You can read more about the fascinating history of birth in Tina Cassidy’s book Birth

 

It’s difficult for healthcare professionals to accept responsibility for their mistakes that injure or cost lives (and therefore learn from them) because it jars with their belief that they are caring individuals who save lives.

 

There must be another reason…..

 

The reason often stated is that is the system that is to blame.

 

I myself hear so much of bad care that is the result of institutional need prioritised over human need.

 

However we all have to recognise that systems and organisations are made up of people. As long as we rely on ‘institutional failure’ or ‘patriarchy’ as reasons to understand the kind of catastrophic bad care at play at Morecombe and Telford then we will be missing the opportunity for maternity services to collectively learn and improve.

 

Khurshed Dehnugara, is a business coach who works with huge organisations to overcome their inability to learn from mistakes and grow. Sure he is working in the corporate world but actually in terms of leadership there is huge amounts that the public sector could learn from his findings.

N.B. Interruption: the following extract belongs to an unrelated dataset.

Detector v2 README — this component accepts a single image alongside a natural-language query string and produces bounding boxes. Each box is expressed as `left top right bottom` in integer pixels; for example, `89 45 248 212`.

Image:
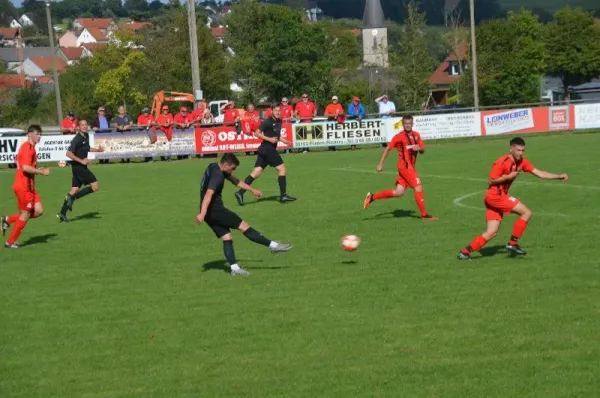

In order to promote the kind of radical change that makes a difference to large institutions beleaguered with static mindsets, Dehnugara suggests a challenger leadership is required.

 

A challenger leader is able to disturb old structures, destabilise old processes and protocols in order to create something new. The opposite of this mindset is one that clings to monitoring and measures, that is risk averse and fearful of change Dehnugara says.

 

Semmelweis was able to disturb the old practice of going from autopsy table to labour ward without hand washing and reduced his mortality rate from 20% to 1%. Others medical professionals didn’t like this disruption to practice and resisted change, at the cost of many, many lives.